I'm in the middle of marking some essays answering one of the questions on one of the May papers from IB. The question requires an analysis of quite an interesting little opinion piece on the use of AI tools by designers and is thought-provoking in its way, but one detail has stood out for me, not because it's a major analytical point but since it relates to a small change in the language I've noted quite recently. This is the use of creative as a noun, a countable one, as in: the creatives were gathered in the main office discussing the latest advertising campaign.
As far as I can tell this is quite a recent usage, but I seem to be encountering it all over the place (now including passages used in exams.) The thing is that, for some reason I can't quite grasp, I find it distinctly irritating. And I'm not the only one. I noticed that Kim Gordon, of Sonic Youth fame, complained about the word in a recent interview.

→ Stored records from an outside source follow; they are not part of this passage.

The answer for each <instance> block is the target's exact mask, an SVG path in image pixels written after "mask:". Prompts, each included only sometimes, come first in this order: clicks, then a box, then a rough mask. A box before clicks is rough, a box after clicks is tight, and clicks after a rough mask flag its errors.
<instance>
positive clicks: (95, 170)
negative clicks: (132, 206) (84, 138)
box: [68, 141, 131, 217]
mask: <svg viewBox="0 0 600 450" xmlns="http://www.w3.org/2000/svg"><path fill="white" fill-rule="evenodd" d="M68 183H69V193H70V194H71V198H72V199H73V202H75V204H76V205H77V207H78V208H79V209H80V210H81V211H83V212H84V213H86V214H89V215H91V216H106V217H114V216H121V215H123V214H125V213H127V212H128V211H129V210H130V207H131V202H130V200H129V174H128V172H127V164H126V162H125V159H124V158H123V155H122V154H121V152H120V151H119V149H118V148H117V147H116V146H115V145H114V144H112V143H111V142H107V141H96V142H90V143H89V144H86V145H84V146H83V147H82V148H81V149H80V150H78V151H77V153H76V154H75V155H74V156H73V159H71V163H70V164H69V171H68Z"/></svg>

Now normally I'm quite happy to embrace linguistic change, I suppose because of the inherent creativity involved in coining new usages. (See what I did there!) But I think it's the element of self-congratulation in the word that gets to me. I mean, imagine thinking of yourself as a superior creative, and I reckon that the sense of superiority is definitely there if you regard yourself in that way. But who knows, maybe this just gets under my skin out of a sense of envy, a feeling that somehow I should be creative but fall short of the mark when there are folk out there who can do it for a living?